Bartosz Kapustka od początku nowego sezonu występuje w belgijskim drugoligowcu. Ma na koncie trzy rozegrane spotkania i jednego gola. Teraz udzielił obszernego wywiadu dla oficjalnej strony klubowej.
Chyba nikt nie przypuszczał, że właśnie w taki sposób zakończy się saga transferowa z reprezentantem Polski. Zawodnik Leicester został wypożyczony do Oud-Heverlee Leuven, występującego w drugiej lidze belgijskiej, należącego do Vichaia Srivaddhanaprabhy'a, właściciela Leicester. Bartek szybko wpasował się w nowy zespół i stał się podstawowym zawodnikiem drużyny:
– To dobry zespół, w którym panuje świetna atmosfera. Trzy razy byłem w wyjściowym składzie i trzy razy ponieśliśmy porażkę. Zdaję sobie sprawę, że to nie są dobre wyniki, ale nie możemy doczekać się spotkania z KV Mechelen. Jestem przekonany, że wkrótce będzie lepiej . Poziom z pewnością nie jest zły. Każda drużyna z tej ligi dużo biega i walczy podczas meczu. Widziałem to już, gdy oglądałem pierwsze spotkanie po podpisaniu kontraktu. Oglądałem ten mecz z trybun i widziałem że ostra i twarda walka utrudnia grę techniczną.

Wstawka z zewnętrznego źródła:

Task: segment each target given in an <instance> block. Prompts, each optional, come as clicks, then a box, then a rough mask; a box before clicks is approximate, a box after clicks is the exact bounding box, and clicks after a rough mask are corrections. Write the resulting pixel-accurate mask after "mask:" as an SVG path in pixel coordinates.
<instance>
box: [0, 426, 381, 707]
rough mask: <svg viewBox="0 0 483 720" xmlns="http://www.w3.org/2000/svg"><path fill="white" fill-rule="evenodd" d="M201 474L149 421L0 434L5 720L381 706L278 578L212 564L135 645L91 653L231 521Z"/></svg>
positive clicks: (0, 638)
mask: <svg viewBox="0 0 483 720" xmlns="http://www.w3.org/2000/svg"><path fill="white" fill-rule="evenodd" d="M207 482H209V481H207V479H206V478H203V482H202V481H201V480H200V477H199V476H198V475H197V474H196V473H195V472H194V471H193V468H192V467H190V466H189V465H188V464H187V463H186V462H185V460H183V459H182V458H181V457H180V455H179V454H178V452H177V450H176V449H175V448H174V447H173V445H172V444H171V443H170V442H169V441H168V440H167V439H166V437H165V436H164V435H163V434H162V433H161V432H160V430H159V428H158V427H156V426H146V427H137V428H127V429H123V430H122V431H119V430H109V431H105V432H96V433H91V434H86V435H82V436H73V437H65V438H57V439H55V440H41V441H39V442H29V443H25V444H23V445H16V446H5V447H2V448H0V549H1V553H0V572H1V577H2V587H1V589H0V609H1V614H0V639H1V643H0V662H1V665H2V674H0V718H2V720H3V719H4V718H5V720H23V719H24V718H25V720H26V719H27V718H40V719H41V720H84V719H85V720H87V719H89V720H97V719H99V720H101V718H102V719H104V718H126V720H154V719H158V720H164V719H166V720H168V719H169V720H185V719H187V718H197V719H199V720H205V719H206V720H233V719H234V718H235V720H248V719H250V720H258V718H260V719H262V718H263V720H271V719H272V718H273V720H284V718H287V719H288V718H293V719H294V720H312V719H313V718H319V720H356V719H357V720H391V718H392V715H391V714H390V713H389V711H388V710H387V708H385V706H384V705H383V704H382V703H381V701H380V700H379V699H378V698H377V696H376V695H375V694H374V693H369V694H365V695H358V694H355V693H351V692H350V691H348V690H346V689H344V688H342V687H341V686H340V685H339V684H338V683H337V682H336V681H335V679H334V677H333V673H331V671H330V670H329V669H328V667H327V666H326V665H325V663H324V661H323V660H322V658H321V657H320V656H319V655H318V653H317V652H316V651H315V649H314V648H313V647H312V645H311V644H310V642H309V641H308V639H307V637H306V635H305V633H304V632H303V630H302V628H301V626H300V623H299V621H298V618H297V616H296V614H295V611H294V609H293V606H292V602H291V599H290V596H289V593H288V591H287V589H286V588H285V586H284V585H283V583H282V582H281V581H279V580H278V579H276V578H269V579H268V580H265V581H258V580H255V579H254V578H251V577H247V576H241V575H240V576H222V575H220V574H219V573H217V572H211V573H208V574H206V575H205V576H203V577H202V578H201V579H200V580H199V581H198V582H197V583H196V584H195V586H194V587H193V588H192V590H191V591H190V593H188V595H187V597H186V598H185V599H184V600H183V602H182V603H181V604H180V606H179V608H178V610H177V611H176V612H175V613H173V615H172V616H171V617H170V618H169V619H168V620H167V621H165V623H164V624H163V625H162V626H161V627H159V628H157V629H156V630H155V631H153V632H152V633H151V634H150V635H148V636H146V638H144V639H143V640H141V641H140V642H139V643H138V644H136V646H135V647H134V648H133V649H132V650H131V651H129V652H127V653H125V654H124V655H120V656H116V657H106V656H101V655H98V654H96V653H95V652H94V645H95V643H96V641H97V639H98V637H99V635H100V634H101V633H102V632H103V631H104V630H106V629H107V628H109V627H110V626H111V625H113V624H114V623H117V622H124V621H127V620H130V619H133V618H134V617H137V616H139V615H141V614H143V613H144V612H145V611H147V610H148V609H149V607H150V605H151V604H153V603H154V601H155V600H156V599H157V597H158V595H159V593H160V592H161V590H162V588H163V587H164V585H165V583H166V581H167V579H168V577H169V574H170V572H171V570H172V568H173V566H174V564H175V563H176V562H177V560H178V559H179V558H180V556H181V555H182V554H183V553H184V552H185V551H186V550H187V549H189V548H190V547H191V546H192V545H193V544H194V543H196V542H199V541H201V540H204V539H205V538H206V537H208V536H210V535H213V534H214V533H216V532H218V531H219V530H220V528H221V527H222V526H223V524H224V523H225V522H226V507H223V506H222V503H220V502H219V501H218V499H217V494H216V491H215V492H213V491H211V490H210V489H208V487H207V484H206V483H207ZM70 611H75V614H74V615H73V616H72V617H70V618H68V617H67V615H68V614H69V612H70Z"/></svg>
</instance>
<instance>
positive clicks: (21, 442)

Były gracz Cracovii do tego pory nie wyklarował się na jednej, stałej pozycji. W klubie rozgrywa swoje spotkania jako skrzydłowy, bądź klasyczna "10" ustawiona w formacji ofensywnej.
– Nie mam problemu grać na obu pozycjach. Fajnie jest grać na środku pomocy, ale jako skrzydłowy również mogę od czasu do czasu schodzić do środka pola. W nowoczesnym futbolu musisz umieć poradzić sobie na kilku pozycjach. Ja zarówno na środku jak i na skrzydle czuje się dobrze.
Oud-Heverlee Leuven na ten moment zajmuje ostatnie miejsce w lidze.
-Teraz musimy zachować spokój. Nie ma czasu myśleć o tym, że nam nie wychodzi. Mamy dobry zespół, chłopaków którzy ciężko trenują każdego dnia. Jestem pewien, że dobre wyniki przyjdą.